Vandy plan won't catch on
Given all the opinion-voicing and hand-wringing that's been going on about Maurice Clarett, it was probably rather easy to overlook the decision by Vanderbilt University chancellor E. Gordon Gee to eliminate his institution's athletic department. (Sorry, Dr. Gee; it's "restructure.")
To help you put that into perspective, that's like General Motors shutting down half of the Lordstown operation.
What adds some intrigue to all this is the fact that Gee was formerly president at Ohio State. Before that, he was at West Virginia and Colorado, and those schools, during his tenure, both played in bowl games that were recognized at the time as being for the championship of major college football.
Granted, Vandy probably never will play for such a title in any major sport in your lifetime or mine.

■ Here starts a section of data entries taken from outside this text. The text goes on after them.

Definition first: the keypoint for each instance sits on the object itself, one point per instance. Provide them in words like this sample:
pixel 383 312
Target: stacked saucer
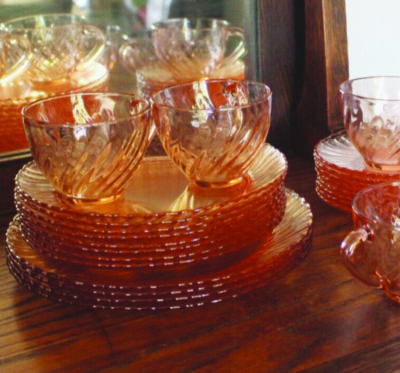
pixel 342 172
pixel 159 246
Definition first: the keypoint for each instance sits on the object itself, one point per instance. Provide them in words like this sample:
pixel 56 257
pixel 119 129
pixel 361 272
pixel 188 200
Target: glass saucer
pixel 184 242
pixel 12 134
pixel 342 172
pixel 158 195
pixel 152 289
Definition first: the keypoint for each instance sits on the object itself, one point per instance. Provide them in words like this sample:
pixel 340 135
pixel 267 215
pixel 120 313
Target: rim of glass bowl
pixel 266 96
pixel 16 23
pixel 349 83
pixel 25 109
pixel 184 214
pixel 190 21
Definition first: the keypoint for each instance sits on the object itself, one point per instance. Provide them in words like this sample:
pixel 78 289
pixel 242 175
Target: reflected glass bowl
pixel 213 129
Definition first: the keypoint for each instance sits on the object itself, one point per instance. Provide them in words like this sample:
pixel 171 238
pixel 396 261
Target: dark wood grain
pixel 317 318
pixel 325 67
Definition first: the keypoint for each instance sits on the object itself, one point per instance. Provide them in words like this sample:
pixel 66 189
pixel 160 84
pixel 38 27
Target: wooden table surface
pixel 315 319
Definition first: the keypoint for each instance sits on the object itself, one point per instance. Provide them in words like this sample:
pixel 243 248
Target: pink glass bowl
pixel 88 145
pixel 213 130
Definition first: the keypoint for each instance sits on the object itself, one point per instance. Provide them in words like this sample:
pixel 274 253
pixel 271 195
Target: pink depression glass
pixel 371 111
pixel 213 129
pixel 88 145
pixel 196 47
pixel 371 252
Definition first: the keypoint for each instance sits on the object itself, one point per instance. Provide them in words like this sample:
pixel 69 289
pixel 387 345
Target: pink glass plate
pixel 342 173
pixel 67 233
pixel 151 198
pixel 126 289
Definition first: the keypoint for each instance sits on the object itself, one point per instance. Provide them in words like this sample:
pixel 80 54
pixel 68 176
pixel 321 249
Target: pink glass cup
pixel 371 112
pixel 195 48
pixel 88 145
pixel 371 252
pixel 213 129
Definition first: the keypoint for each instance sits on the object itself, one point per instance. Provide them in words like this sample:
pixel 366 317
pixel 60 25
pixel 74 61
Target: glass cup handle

This season is the 114th for football at Vanderbilt, for instance, and the program has competed in only three bowl games.

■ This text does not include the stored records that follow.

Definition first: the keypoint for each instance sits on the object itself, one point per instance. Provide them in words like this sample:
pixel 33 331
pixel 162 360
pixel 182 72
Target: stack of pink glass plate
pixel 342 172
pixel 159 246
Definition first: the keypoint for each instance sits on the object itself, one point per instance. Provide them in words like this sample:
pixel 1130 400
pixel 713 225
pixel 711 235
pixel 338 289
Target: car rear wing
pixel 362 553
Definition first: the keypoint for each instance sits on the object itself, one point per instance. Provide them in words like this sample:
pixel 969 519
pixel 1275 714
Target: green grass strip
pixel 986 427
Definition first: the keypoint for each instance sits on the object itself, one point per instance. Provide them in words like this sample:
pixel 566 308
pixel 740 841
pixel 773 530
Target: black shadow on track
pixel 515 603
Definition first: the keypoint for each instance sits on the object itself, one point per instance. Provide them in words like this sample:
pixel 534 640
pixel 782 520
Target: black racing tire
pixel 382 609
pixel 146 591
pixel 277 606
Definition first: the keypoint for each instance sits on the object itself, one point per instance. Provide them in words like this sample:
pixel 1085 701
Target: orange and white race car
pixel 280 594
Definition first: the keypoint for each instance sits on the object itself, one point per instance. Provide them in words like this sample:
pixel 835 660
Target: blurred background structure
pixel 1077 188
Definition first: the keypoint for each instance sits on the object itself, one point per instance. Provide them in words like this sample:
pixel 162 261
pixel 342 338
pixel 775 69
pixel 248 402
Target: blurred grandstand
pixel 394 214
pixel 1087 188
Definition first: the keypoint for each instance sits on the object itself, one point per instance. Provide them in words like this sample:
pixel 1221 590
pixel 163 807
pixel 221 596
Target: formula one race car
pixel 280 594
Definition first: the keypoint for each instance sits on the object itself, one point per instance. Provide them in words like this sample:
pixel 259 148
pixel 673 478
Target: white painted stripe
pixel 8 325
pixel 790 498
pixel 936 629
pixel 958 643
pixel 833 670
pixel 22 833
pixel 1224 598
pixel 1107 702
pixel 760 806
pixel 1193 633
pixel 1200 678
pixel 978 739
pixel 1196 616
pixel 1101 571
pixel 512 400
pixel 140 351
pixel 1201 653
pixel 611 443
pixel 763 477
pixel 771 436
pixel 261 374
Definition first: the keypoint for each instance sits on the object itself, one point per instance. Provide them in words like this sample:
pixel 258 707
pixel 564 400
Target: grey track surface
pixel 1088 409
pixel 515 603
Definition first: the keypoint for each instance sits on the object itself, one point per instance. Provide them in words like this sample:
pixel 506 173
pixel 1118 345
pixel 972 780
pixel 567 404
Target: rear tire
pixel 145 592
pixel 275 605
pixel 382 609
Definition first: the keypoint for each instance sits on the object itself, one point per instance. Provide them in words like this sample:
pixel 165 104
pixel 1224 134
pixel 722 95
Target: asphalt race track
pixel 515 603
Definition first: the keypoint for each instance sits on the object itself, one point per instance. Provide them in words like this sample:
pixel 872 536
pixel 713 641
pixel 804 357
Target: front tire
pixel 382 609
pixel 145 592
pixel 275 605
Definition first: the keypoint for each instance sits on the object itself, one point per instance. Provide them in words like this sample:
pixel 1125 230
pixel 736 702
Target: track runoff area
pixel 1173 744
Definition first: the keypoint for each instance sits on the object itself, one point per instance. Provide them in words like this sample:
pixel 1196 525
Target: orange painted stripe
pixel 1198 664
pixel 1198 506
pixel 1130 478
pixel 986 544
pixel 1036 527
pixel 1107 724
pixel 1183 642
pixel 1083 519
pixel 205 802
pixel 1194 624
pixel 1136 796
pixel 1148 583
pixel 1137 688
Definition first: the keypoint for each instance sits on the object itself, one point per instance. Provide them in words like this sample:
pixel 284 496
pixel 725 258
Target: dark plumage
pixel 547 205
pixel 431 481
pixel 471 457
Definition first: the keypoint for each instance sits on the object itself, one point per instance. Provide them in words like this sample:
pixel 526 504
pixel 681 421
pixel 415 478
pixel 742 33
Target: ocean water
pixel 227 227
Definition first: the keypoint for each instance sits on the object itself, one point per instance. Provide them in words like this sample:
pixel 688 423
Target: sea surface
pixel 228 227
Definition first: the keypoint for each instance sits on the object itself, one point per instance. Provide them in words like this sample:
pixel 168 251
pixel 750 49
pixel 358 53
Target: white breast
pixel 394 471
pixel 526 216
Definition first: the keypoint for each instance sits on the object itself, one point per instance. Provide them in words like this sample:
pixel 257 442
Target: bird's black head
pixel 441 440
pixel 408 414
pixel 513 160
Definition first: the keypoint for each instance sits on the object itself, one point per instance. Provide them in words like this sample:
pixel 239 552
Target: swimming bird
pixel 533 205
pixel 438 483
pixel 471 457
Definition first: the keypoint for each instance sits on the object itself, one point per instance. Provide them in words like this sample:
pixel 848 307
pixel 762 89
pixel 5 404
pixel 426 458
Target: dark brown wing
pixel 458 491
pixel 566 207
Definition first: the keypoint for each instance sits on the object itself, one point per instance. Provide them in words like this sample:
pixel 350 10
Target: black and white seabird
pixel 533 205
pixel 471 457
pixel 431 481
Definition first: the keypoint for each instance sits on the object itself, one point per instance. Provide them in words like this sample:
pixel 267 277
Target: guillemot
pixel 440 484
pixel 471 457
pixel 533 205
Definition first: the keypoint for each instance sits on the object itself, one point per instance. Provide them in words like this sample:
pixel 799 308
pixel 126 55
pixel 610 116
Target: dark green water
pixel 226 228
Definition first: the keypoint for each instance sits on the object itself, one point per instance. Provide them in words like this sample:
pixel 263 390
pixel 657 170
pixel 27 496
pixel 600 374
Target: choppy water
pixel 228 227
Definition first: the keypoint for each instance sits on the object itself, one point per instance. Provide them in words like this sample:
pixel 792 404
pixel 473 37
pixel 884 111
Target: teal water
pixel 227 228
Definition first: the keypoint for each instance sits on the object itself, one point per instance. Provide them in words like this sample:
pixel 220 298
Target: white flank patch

Vanderbilt is a charter member of the Southeastern Conference and never has won a conference championship in football. That covers a span of 70 years.
Extreme optimism
So, even though school officials insist the move doesn't signal a de-emphasizing of athletics at Vanderbilt, you can't help but sense the rival coaches in the SEC have to control themselves from chalking up an automatic "W" when they see the Commodores on the schedule.
"We're in Division I, we're in the SEC, we're going to a bowl game and we're going pretty soon," said David Williams, Gee's vice chancellor, right-hand man and evidently, an extreme optimist.
Gee suggested that the school will attract better recruits because, deep down, the athletes who choose to attend Vanderbilt really want to be students first and athletes second.
And that may very well be true at Vanderbilt, a school whose academic reputation rivals that of Stanford, Duke and any of the Ivy League institutions.
It doesn't get you many wins in the ultra-competitive SEC, though, especially in football. And, like just about everywhere else, in the football-crazy South, success on the field almost always translates into increased giving by alumni.
And money is the lifeblood of any institution, particularly to private ones like Vanderbilt.
Too much money generated
Football coaches around the SEC were understandably doubtful that their schools would choose to follow suit.
Auburn's Tommy Tuberville no doubt echoed the sentiments of many of his coaching fraternity brothers: "I don't think there's too many teams in the SEC that will make that move because of the money generated. Athletics is just as important to the careers of young people and the things they do and the things they learn. I don't think downgrading or overlooking athletics is something you're going to see too much of in this league."
In other words, don't expect Auburn to overturn the last 50 years of unbridled spending in order to keep up with the Jones' (or, in their case, the Tide).
In 1985, when Mike Gottfried was about to be introduced as the new football coach to an assemblage of media at the University of Pittsburgh, then-university president, Dr. Wesley Posvar, leaned to one noted sports columnist and asked, "Do you think all you guys would be here if we were announcing we'd been awarded $10 million for a research project?"
Well, no, of course not. But when was the last time 60,000 people went to see somebody split an atom?
Therein lies the truth about big-time college sports, whether or not we want to admit it -- research grants and education are what the universities were created for, but it sure doesn't hurt to have 100,000 people or so on campus a half-dozen Saturdays every fall.